Es stellte sich heraus, dass die letzte Sprengung am Schacht 6 die Explosion verursacht hatte. Bei den Sprengungen unter Tage werden zwei Sorten von Sprengstoff verwendet, M-Deto nitt und T-19-Amonitt. Ersteres hat eine gewaltige Sprengkraft mit einer großen Flamme und wird verwendet, wenn Stein gesprengt werden muss. Das andere wird für die Kohle eingesetzt und dort, wo Methangas sein könnte. An diesem Morgen wollte man den schwächeren Sprengstoff benutzen, aber in Barentsburg gab es kaum noch T-19-Amonitt, weil man die Produktion auf dem Festland eingestellt hatte. Deswegen waren die Preise gestiegen, und man wollte ja Kosten sparen. Außerdem hatten die Grubenarbeiter keine schriftlichen Anweisungen. Sie arbeiteten, wie sie wollten, und entschieden, von oben in den Transportband-Schacht zu sprengen, wo sich viel Kohlenstaub angesammelt hatte. Sie wissen sicher, dass man Kalk ausstreuen muss, um zu verhindern, dass der Kohlenstaub in die Luft wirbelt. Aber in der Grube gab es so gut wie keinen Kalk, er war vom Festland nicht geschickt worden …«
Der Dolmetscher fuhr sich mit der Hand durchs Gesicht, als müsse er seine Gedanken ordnen. »Die letzte Sprengung an diesem Morgen öffnete den Schacht und traf auf eine Einkapselung von Methangas. Die Flamme entzündete den aufwirbelnden Kohlenstoff … nicht nur an einer Stelle unter Tage, sondern an vielen … noch drei Kilometer vom ersten Explosionsort entfernt starben Arbeiter. Männer, die vor der ersten Explosion flüchten konnten, wurden von Druckwellen brennender Luft eingeholt. Einige erstickten am Karbonmonoxid, das sich bei der Verbrennung bildet. Es gab nur eine kleine Anzahl Sauerstoffmasken. Vanja und sein Rettungstrupp gingen Stollen für Stollen ab, um nach Überlebenden zu suchen.
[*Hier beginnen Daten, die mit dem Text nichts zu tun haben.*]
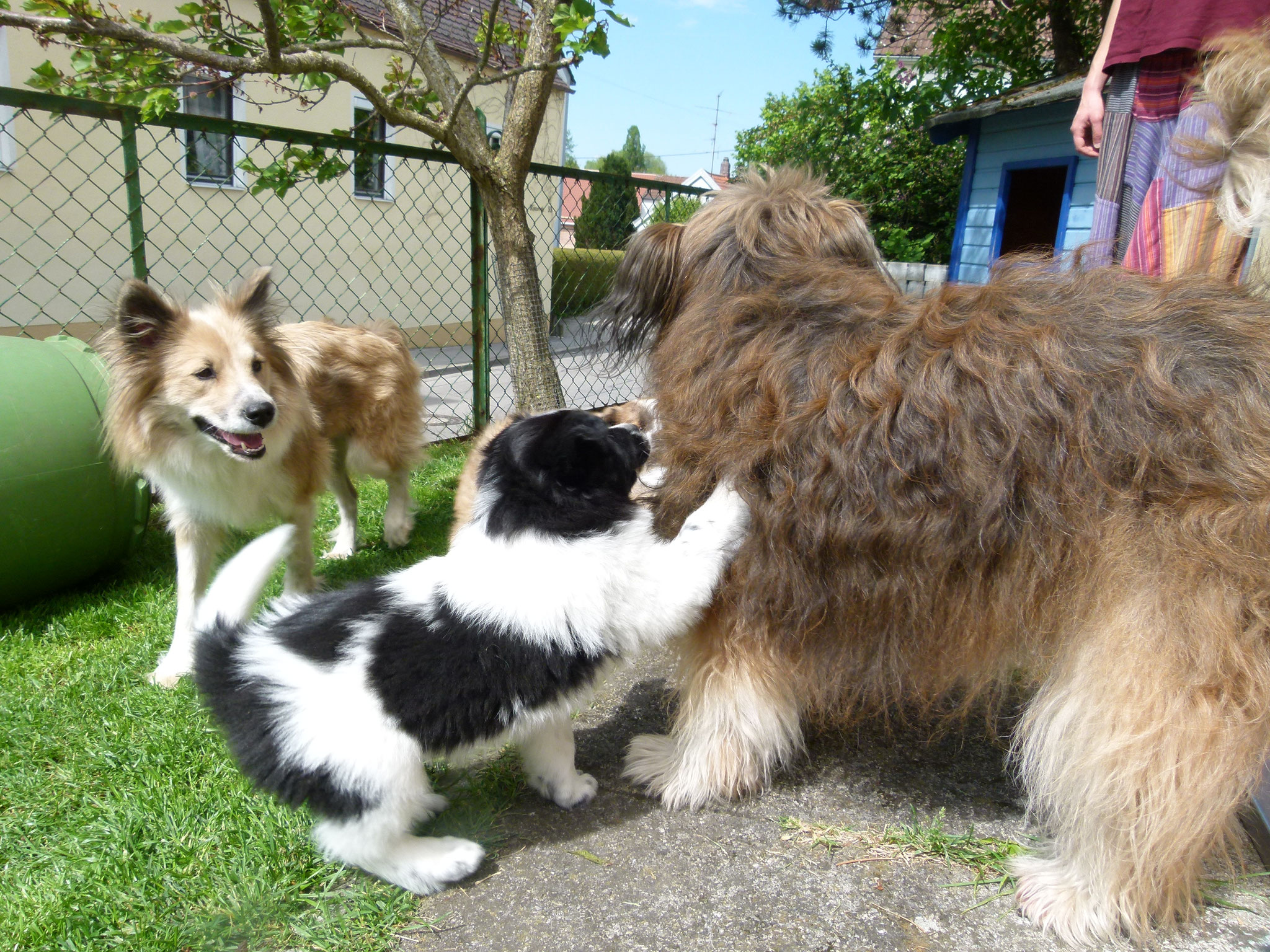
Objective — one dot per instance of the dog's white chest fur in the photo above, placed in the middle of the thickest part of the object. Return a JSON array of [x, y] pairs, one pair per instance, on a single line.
[[206, 484]]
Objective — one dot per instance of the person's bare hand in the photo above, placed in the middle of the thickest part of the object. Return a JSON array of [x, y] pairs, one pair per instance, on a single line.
[[1088, 125]]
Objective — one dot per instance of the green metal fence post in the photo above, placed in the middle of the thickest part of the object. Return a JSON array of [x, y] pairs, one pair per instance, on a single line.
[[481, 311], [133, 188]]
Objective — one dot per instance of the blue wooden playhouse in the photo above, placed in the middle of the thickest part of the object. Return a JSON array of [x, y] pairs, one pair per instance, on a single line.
[[1024, 187]]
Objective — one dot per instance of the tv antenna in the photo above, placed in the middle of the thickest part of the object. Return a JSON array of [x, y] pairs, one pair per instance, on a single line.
[[714, 138]]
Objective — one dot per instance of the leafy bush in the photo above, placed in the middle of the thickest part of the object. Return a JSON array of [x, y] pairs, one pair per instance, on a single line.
[[864, 134], [580, 277], [609, 214], [682, 207]]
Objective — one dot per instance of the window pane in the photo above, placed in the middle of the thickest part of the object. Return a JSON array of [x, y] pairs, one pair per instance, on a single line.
[[368, 168], [208, 155]]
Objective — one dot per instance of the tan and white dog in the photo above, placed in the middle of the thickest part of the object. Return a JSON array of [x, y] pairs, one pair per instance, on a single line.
[[236, 419]]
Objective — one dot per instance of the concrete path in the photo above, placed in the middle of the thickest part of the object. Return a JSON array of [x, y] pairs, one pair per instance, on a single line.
[[586, 376], [734, 879]]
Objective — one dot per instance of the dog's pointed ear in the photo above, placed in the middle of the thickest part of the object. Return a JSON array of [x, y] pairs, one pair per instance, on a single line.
[[646, 295], [585, 459], [144, 315], [254, 298]]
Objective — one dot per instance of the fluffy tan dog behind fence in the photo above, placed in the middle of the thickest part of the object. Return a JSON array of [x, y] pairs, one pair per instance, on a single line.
[[1065, 475], [236, 420]]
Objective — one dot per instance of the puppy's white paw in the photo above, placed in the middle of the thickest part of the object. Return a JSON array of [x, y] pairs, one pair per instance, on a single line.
[[724, 514], [397, 530], [431, 863], [172, 668], [1054, 897], [431, 805], [572, 792]]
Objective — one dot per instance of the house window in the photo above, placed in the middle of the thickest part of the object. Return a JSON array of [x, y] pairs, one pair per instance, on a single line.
[[370, 169], [1032, 206], [208, 155]]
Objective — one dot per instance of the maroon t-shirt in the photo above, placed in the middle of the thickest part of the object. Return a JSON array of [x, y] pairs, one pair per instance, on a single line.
[[1150, 27]]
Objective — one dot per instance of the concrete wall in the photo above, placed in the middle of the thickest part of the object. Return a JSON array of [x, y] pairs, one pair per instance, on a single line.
[[1041, 133], [916, 278]]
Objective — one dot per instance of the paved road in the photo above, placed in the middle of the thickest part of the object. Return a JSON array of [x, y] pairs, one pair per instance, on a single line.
[[586, 374], [730, 879]]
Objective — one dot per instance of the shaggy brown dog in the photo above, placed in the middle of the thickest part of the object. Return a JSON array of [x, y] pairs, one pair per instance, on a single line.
[[1065, 475]]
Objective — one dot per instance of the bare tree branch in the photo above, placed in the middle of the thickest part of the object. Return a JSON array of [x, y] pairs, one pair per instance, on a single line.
[[270, 25], [286, 65], [331, 46], [470, 83]]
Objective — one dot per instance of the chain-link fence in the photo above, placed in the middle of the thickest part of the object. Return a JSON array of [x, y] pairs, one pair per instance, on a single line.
[[89, 197]]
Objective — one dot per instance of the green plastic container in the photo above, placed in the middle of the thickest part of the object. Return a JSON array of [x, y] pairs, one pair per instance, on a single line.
[[65, 514]]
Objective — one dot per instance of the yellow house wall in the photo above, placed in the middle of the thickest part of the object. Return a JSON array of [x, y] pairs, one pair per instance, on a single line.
[[64, 236]]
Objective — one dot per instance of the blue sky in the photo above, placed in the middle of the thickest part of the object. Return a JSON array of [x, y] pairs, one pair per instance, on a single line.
[[665, 73]]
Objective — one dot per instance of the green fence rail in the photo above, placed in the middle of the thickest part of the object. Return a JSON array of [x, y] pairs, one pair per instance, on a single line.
[[91, 196]]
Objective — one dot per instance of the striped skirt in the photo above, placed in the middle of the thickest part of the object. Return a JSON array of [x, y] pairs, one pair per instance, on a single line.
[[1152, 208]]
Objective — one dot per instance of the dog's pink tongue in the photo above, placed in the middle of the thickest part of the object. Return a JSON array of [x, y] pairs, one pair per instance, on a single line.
[[247, 441]]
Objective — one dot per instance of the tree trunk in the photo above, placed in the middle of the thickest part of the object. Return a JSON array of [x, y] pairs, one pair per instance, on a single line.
[[525, 320]]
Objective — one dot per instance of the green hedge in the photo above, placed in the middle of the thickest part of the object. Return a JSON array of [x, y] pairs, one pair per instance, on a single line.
[[580, 277]]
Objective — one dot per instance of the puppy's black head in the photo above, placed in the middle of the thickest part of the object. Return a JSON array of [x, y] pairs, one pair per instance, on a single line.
[[564, 474]]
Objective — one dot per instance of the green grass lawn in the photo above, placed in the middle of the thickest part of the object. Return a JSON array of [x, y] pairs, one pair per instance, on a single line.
[[123, 823]]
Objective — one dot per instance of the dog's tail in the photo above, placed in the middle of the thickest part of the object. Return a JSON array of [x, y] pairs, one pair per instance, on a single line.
[[1236, 81], [238, 586]]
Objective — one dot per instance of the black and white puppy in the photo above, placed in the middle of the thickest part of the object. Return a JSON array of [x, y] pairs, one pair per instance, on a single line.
[[337, 700]]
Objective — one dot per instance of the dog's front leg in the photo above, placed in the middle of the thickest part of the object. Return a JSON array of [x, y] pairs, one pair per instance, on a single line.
[[197, 545], [343, 540], [299, 578], [548, 757]]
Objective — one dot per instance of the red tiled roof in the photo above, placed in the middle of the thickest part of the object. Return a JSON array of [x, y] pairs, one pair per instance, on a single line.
[[907, 33], [454, 25]]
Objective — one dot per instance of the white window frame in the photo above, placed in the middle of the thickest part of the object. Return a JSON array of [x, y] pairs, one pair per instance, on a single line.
[[238, 152], [360, 102], [8, 144]]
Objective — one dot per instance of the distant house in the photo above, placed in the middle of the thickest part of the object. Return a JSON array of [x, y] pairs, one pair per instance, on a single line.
[[579, 190], [1024, 186], [355, 266]]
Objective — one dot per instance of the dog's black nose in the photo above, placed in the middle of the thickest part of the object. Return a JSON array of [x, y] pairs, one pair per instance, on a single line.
[[259, 414]]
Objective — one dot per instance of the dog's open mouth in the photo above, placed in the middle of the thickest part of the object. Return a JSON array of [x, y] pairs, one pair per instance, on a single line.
[[247, 444]]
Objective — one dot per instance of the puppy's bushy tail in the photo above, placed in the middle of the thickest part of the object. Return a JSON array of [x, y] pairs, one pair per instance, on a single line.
[[238, 586]]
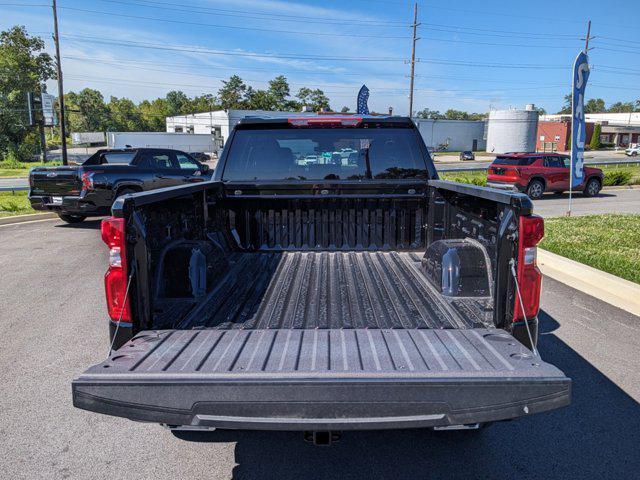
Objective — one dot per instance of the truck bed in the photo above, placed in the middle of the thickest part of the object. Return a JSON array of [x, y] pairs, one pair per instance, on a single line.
[[308, 290], [334, 379]]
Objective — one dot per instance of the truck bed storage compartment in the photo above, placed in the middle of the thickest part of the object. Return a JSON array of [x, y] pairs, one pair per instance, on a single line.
[[300, 307], [321, 379], [324, 290]]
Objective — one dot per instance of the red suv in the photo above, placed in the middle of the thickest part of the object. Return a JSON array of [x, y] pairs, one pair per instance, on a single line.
[[536, 173]]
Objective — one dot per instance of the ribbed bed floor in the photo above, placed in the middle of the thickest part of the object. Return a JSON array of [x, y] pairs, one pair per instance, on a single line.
[[329, 290]]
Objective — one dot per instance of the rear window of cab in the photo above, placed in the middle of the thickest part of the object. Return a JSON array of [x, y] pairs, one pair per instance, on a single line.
[[517, 161]]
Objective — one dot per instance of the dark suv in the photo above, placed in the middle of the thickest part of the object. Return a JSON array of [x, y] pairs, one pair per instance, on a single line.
[[78, 192], [536, 173]]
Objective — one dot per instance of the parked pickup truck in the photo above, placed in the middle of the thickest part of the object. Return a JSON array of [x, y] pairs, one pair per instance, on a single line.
[[78, 192], [357, 292]]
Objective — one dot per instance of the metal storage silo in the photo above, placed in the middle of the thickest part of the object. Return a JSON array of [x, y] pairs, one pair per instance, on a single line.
[[512, 130]]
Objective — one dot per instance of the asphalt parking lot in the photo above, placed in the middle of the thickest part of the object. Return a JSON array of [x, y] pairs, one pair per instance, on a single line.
[[53, 319]]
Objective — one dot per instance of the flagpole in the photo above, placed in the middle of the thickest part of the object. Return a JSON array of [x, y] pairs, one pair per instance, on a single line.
[[573, 133]]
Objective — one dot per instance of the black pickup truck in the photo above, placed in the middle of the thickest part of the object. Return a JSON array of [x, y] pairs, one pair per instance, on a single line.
[[78, 192], [325, 280]]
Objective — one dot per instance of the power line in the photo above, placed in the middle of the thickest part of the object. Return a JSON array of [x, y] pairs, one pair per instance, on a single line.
[[234, 27], [200, 50], [194, 67], [256, 15], [295, 56]]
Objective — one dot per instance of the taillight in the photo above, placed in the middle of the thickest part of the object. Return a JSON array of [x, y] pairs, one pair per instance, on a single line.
[[87, 181], [115, 280], [531, 231]]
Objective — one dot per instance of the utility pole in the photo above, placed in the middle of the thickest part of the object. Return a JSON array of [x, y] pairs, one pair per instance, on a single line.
[[413, 56], [589, 37], [56, 39], [573, 132]]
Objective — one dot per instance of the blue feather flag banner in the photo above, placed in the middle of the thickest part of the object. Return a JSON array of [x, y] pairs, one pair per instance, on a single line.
[[578, 124], [363, 97]]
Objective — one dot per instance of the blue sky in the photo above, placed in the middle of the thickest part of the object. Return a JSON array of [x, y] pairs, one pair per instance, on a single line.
[[473, 55]]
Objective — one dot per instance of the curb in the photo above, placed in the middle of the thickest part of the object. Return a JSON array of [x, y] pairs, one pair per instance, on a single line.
[[613, 290], [622, 187], [27, 218]]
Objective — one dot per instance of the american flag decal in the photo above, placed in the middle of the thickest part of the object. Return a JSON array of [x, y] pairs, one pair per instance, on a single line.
[[363, 96]]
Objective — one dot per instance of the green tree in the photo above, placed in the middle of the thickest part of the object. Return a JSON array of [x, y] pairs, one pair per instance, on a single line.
[[153, 114], [621, 107], [124, 115], [24, 67], [566, 107], [279, 91], [432, 114], [452, 114], [595, 105], [203, 103], [315, 99], [177, 103], [233, 93], [86, 111], [260, 100], [594, 144]]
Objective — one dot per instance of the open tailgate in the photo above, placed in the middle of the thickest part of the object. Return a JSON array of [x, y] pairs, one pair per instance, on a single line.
[[336, 379]]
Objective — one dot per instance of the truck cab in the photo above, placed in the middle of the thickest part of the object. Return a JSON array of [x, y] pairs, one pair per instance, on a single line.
[[355, 292]]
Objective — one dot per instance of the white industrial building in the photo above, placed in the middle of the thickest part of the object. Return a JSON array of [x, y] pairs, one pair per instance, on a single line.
[[219, 123], [631, 118], [512, 130], [452, 135]]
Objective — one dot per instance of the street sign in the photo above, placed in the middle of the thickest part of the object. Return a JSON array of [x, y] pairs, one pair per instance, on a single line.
[[578, 124], [363, 96], [48, 112]]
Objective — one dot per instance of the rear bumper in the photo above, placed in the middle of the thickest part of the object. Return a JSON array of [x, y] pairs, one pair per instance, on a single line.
[[505, 186], [341, 404], [70, 205], [321, 379]]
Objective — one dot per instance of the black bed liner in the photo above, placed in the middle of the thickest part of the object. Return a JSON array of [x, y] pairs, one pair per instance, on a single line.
[[329, 290], [316, 379]]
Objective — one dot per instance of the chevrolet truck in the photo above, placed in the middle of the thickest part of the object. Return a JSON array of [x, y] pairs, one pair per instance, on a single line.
[[352, 293]]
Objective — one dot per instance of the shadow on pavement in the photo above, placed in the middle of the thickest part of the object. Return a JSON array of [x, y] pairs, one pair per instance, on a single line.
[[595, 437], [576, 196], [92, 224]]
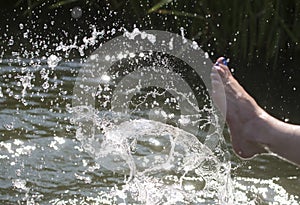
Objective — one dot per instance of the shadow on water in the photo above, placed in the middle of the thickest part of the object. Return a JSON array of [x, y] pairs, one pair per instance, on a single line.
[[43, 161]]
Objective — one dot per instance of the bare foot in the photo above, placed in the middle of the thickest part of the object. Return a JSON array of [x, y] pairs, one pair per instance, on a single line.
[[243, 115]]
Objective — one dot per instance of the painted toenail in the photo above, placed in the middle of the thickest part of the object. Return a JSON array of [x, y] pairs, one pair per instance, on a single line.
[[224, 61]]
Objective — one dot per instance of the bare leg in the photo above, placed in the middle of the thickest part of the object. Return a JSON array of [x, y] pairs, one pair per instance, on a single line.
[[253, 131]]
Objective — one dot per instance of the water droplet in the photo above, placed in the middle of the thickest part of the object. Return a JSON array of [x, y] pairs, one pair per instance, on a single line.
[[53, 61], [76, 12]]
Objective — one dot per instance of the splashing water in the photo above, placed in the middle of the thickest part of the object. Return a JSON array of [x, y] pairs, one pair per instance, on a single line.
[[146, 156]]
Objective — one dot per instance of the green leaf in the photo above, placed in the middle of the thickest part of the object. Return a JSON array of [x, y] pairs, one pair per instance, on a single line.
[[159, 5]]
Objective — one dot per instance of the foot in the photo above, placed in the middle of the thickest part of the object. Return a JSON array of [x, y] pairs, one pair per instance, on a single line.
[[243, 115]]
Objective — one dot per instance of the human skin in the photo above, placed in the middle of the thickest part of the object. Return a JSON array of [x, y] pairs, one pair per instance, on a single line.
[[253, 131]]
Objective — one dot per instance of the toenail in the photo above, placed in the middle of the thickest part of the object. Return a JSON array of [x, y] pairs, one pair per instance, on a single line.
[[224, 61]]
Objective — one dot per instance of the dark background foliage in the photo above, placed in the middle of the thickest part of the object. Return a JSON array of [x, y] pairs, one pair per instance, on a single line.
[[261, 37]]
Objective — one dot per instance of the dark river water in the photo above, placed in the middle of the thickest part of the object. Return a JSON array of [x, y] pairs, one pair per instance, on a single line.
[[49, 155]]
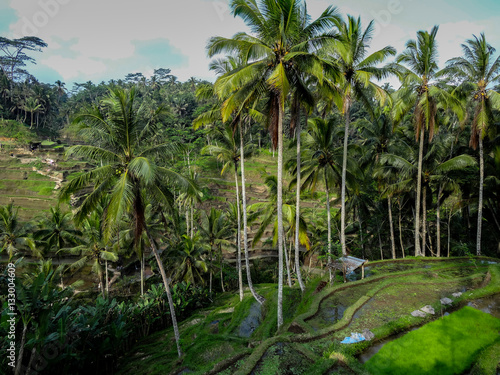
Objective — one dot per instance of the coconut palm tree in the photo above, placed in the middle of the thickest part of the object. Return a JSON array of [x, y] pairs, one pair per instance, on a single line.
[[32, 106], [94, 248], [129, 169], [214, 227], [323, 163], [221, 67], [477, 71], [436, 166], [421, 93], [349, 55], [268, 213], [57, 232], [279, 50], [227, 150], [188, 257], [13, 234]]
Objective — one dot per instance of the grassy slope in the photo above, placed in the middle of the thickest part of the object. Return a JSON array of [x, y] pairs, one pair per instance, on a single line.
[[308, 350], [445, 346]]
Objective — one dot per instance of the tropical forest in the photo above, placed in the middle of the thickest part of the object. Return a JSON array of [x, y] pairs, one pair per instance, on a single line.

Aber sie fanden nur tote Kumpel.
In der Siedlung bebte die Erde. Das unterirdische Dröhnen der Explosionen, tief wie Trommeln, weckte viele Menschen in Barentsburg. Wir verstanden schnell, dass der schlimmstmögliche Fall eingetreten war. Ich selbst habe den Regierungsbevollmächtigten angerufen und um Hilfe aus Longyearbyen gebeten. Und die Norweger kamen – zunächst mit Rettungsgeräten und ihren Krankenschwestern, dann mit ihren Beamten und der Arbeitsaufsicht. Und als der Bericht über das Grubenunglück endlich fertig war, wissen Sie, was da passiert ist?«
Knut hatte den Eindruck, dass ihm nichts anderes übrig blieb, als den Kopf zu schütteln, obwohl er eine ungefähre Ahnung hatte, worauf der Dolmetscher mit seiner Geschichte hinauswollte.
»Gar nichts, Herr Polizeibeamter Fjeld, es passierte überhaupt nichts. Es wurde keine Anklage gegen den Trust erhoben, es wurde nicht einmal sonderlich viel bemängelt. Alles wurde plötzlich ganz still. Hätte man nicht darauf hinweisen sollen, dass schriftliche Arbeitsanweisungen vorliegen müssen, damit niemand einen Fehler macht? Die Bergleute wussten doch gar nicht, was sie tun sollten. War unter Tage Kalk nicht Vorschrift, um ihn über den Kohlenstaub zu verteilen? Und waren nicht auch Sauerstoffmasken für jeden einzelnen Arbeiter vorgeschrieben? Hätte nicht der richtige Sprengstoff vor Ort sein müssen, und hatte die Leitung nicht dafür Sorge zu tragen?
1963 musste die damalige norwegische Regierung wegen eines Grubenunglücks zurücktreten, bei dem im Herbst 1962 einundzwanzig Arbeiter in Ny-Ålesund getötet wurden. Aber fünfunddreißig Jahre später, 1997, kam es zu keinem Skandal. Obwohl dreiundzwanzig Russen bei einem Unfall starben, der durch sehr viele Fehler und Verletzungen der Sicherheitsvorschriften ausgelöst wurde. Was sagen Sie dazu, Polizeibeamter Fjeld?